In a blog post last week, Google execs apologized yet again for its inadvertent collection of private Wi-Fi data from Street View cars. The company's senior VP of engineering and research, Alan Eustace, also set out the new processes Google has instituted as a result of investigations in several different countries following the Street View data-collection controversy.
For instance, Canada's privacy commissioner said she would consider the situation resolved when she received notice from Google that it had implemented better internal privacy controls and employee training around privacy, as well as appointed an employee or employees to oversee its privacy compliance efforts.

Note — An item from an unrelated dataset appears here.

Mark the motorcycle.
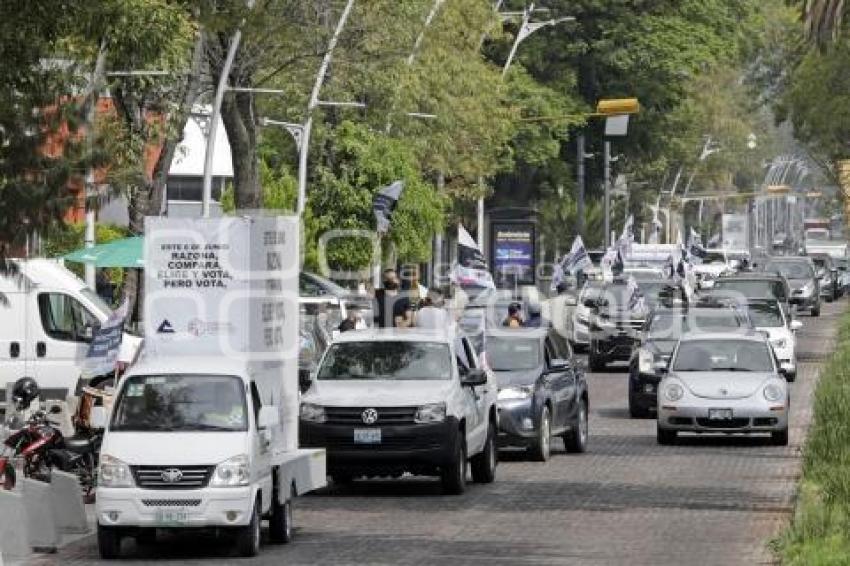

To that end, Eustace explains:
First, we have appointed Alma Whitten as our director of privacy across both engineering and product management....Second... we're enhancing our core training...with a particular focus on the responsible collection, use and handling of data....Third... we're adding a new process to our existing review system, in which every engineering project leader will be required to maintain a privacy design document for each initiative they are working on.
It's a good start, but as InformationWeek writer Thomas Claburn suggests, the company might want to restrict CEO Eric Schmidt's speaking engagements-or at least his attempts at privacy-related humor. Claburn writes:
Schmidt joked that if you don't like Street View cars taking pictures of your house, you can always move... [He] made a similar joke when he suggested that people change their names upon reaching adulthood to escape search results associated with their past. That joke too failed to be appreciated.